The Love Letter, by G. A. Storey R.A. (1834-1919). 1861. Oil on canvas; 23 1/2 x 19 5/8 inches (59.8 x 49.7 cm). Private collection. [Click on the image to enlarge it.]

Storey's early work was strongly influenced by the Pre-Raphaelites but in the late 1850s he fell more under the influence of Charles Robert Leslie and began to paint more figurative and narrative genre pictures. Storey had first met Leslie in 1851 at a time when Storey was just embarking on his career as an artist. The Love Letter is an intermediate work as he was leaving his Pre-Raphaelite period behind but before moving towards his works influenced by Dutch seventeenth-century painting that brought him better financial success. As Storey himself noted about his career: "In my own art I had tried the sad, the sentimental, the historical, and works of high aim, such as Saints and Holy Families, besides landscapes and nude figures, all with very modified success, as far as salary went" (339).

This work, showing a young woman apparently receiving a love letter delivered by a friend, does not appear to have been shown in one of the usual London exhibition venues. It is somewhat reminiscent in setting, costume, palette and mood to his Griselda At the Well of 1860, his painting from a year earlier.
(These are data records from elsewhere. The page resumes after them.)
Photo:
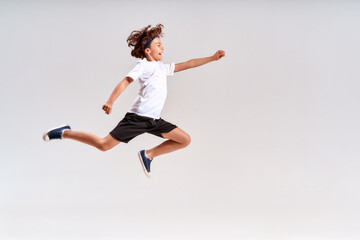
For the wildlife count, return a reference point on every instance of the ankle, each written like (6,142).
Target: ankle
(65,133)
(149,154)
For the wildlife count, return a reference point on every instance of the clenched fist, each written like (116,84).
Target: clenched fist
(107,108)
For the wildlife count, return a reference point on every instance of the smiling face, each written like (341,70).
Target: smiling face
(154,51)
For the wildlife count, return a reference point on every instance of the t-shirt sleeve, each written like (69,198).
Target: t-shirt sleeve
(136,72)
(170,69)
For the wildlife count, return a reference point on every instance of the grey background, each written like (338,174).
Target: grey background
(274,125)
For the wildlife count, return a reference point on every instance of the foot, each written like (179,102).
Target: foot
(55,133)
(145,162)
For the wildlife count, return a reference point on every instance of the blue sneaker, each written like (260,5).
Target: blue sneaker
(145,162)
(55,133)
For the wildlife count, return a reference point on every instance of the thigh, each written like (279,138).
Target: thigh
(177,135)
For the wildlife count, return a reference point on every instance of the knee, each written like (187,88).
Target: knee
(103,146)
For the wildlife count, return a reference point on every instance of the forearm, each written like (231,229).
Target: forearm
(118,90)
(199,61)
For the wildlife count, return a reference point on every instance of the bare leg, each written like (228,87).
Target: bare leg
(177,139)
(102,144)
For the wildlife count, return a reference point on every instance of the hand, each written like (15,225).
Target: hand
(219,54)
(107,108)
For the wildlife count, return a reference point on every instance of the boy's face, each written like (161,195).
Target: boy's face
(156,50)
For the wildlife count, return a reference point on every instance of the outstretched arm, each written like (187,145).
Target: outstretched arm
(198,61)
(116,93)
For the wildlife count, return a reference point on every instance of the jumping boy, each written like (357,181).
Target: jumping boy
(144,115)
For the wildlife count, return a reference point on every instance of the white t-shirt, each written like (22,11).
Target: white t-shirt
(153,88)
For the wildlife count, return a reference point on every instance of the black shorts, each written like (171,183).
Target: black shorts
(133,125)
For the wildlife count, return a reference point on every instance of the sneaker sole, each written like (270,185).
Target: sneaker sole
(144,168)
(46,137)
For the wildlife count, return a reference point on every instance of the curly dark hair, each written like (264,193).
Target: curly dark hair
(138,38)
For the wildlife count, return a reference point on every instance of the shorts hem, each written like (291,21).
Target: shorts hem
(115,137)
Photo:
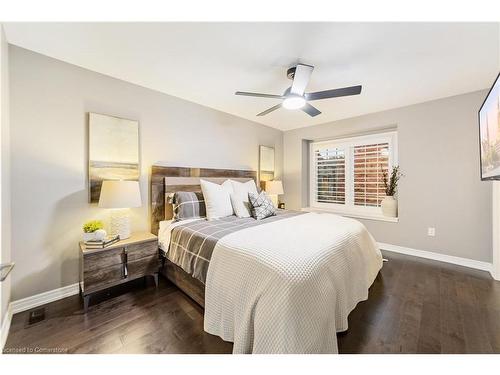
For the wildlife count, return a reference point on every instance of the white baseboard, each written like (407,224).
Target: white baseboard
(43,298)
(484,266)
(5,327)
The principal young woman is shown leaning against a fence with a far away look, perhaps thinking about her absent lover, while her friend places the letter in her left hand. Both girls are dressed in traditional folk attire. The exact origin of these costumes is difficult to pinpoint, but they are possibly Italian from the Venetian region. The blouses and midriff laced waistbands are right for this area but some elements, such as the jacket the left hand figure is wearing, might almost be Spanish. Apparently Storey had a very well stocked studio wardrobe at his disposal. A village is seen in the right midground while in the background can be seen a range of blue hills and a bright blue sky. The foreground is not treated in the meticulous detail seen in Storey's earlier works when he was still under the spell of Pre-Raphaelitism.

An engraving of a very different painting by Storey called The Love-Letter was published in The Windsor Magazine in 1905 (p. 623) and in The Illustrated London News, Vol. 134, in June as a supplement to the summer number of 1909. This version of the theme had been painted in 1901.

Bibliography

Margaux, Adrian. "The Art of Mr. G. A. Storey, A.R. A." The Windsor Magazine XXII (1905): 623.

Storey, G. A.: Sketches from Memory. London: Chatto and Windus, 1899.